Ring Around the Sky - Allyn Gibson [21]
“What do you seek?” he heard from behind him. Eevraith turned. The cleric. He was short, his voice deep, his head and body covered by the white robe he wore. Eevraith couldn’t place his accent. One of the southern continents, perhaps.
“I was to meet someone here,” said Eevraith. He shook his head. “It doesn’t matter, it was probably of no importance.” He turned and started back down the steps.
“Wait,” said the cleric. Eevraith turned, and the cleric held before him the key to the sanctuary.
He looked past the cleric and nodded toward the doors. “There’s someone within?”
The cleric nodded. “Perhaps even the answers you seek.”
Eevraith chuckled silently. “I have no questions.”
“None that you have asked.”
Eevraith closed the space between them. “Are clerics always so cryptic?”
The cleric ignored the question, and turned and unlocked the sanctuary doors. Eevraith pushed him to the side, took the brass handles, and pulled the doors open.
Inside the sanctuary was quite dark, with only the lit candles along the walls and at the pulpit providing any illumination.
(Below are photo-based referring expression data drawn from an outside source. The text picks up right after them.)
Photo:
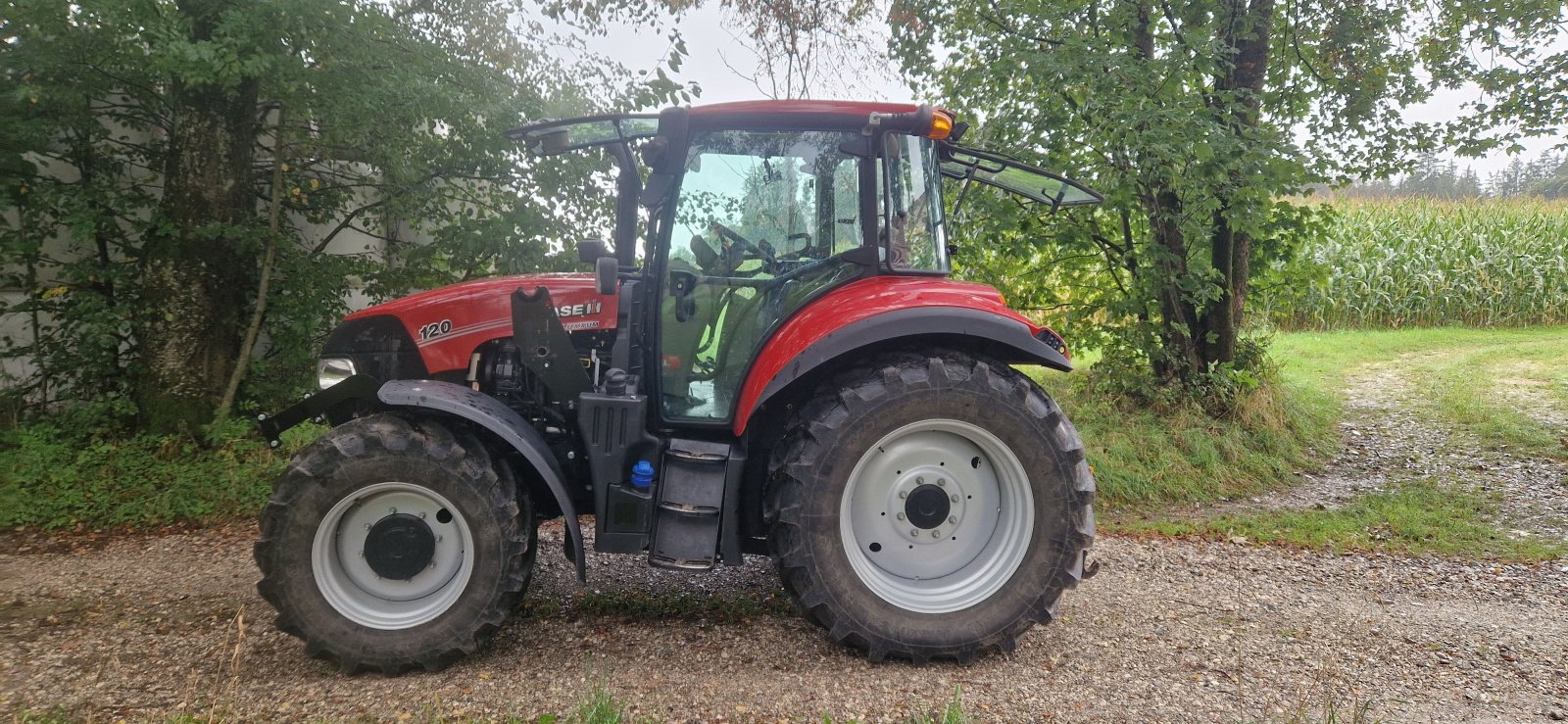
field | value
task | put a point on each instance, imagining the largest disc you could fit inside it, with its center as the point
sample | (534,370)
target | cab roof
(836,115)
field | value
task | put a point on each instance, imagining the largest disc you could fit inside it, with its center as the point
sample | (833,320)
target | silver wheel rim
(977,544)
(368,599)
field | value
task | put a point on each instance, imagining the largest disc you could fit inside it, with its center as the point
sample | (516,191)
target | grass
(1415,517)
(1149,458)
(1482,383)
(1458,379)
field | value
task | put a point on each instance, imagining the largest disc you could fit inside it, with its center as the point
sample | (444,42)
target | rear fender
(825,332)
(506,423)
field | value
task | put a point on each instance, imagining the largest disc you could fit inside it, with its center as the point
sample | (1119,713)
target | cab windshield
(760,226)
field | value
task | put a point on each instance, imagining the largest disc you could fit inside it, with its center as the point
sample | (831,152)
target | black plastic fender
(509,425)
Eevraith slowly stepped inside.
He walked halfway up the central aisle, his footfalls on the polished stone echoing loudly in the silent chamber. He looked back over his shoulder twice toward the doors, hoping to see the cleric, hoping for some reassurance that there was some meaning to this midnight rendezvous, but the cleric had vanished, and Eevraith continued onward alone.
He heard footfalls, and turned. Framed in the door, backlit by the street lamps outside, was a Tellarite. From his distance, Eevraith could judge nothing—height, age, even gender. “Who are you?”
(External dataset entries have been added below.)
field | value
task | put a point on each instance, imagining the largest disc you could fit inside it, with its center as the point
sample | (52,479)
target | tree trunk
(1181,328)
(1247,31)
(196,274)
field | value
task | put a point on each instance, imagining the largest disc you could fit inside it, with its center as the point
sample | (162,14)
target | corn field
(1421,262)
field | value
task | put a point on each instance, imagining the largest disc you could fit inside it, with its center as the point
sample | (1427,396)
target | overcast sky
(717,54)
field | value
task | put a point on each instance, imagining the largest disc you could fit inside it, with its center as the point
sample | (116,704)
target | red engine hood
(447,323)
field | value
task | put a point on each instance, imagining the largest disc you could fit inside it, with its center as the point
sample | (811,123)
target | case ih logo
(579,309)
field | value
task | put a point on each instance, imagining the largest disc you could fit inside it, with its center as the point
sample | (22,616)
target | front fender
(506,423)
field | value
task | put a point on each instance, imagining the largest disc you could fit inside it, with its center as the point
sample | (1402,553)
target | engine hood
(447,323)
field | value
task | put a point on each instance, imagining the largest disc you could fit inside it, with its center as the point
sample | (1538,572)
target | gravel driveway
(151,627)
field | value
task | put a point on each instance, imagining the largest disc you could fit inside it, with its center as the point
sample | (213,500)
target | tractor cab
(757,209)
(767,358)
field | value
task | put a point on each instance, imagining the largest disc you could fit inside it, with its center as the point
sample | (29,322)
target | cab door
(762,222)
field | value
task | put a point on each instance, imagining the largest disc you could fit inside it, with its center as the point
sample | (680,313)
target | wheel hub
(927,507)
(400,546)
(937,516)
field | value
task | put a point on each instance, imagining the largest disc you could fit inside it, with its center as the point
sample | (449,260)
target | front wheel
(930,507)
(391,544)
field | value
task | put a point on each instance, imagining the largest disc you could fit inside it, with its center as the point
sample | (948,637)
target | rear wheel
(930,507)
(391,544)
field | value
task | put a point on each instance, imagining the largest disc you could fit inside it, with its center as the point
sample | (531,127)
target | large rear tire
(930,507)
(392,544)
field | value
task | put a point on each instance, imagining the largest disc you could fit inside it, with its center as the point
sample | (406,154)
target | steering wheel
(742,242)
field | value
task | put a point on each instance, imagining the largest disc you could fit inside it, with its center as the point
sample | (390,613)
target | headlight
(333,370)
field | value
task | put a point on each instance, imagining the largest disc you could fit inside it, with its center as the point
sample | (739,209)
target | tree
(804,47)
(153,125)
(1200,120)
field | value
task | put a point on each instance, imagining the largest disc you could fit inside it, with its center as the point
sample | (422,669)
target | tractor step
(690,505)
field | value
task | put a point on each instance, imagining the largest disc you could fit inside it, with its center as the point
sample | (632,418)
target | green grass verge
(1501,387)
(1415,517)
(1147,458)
No answer. The newcomer took a few tentative steps into the Chrainolga’s sanctuary, then stopped.
“Come no closer!” shouted Eevraith, and his voice reverberated off the carved stone walls. “I’m armed.”
The newcomer took something from his side—perhaps a weapon—and held it up.
“What are you doing?” said Eevraith, his voice rattling.
A brilliant light blinded him, and Eevraith clutched his eyes in pain. The footfalls began again and came closer, and Eevraith fell to the ground in pain and fear. “Who are you?” he cried again.
The footfalls stopped, somewhere near his head. “Eevraith?” he heard.
He opened his eyes. Purple afterimages filled his vision, and his eyes were unable to focus. “Tev?” he said, half-recognizing the voice. “Tev, what’s the meaning of this?”
Rough hands grasped his shoulder and yanked him up off the sanctuary floor, then shoved him into a seat on a wooden bench. “You could hurt yourself like that, Eevraith.”
“Tev, you blinded me with that light!” Eevraith shouted. His vision had begun to clear, but the interior of the sanctuary and Tev still appeared murky to him. Tev took his torchlight and set it atop a table pointing upward, and the interior was bathed in twilight as light reflected from the high ceiling.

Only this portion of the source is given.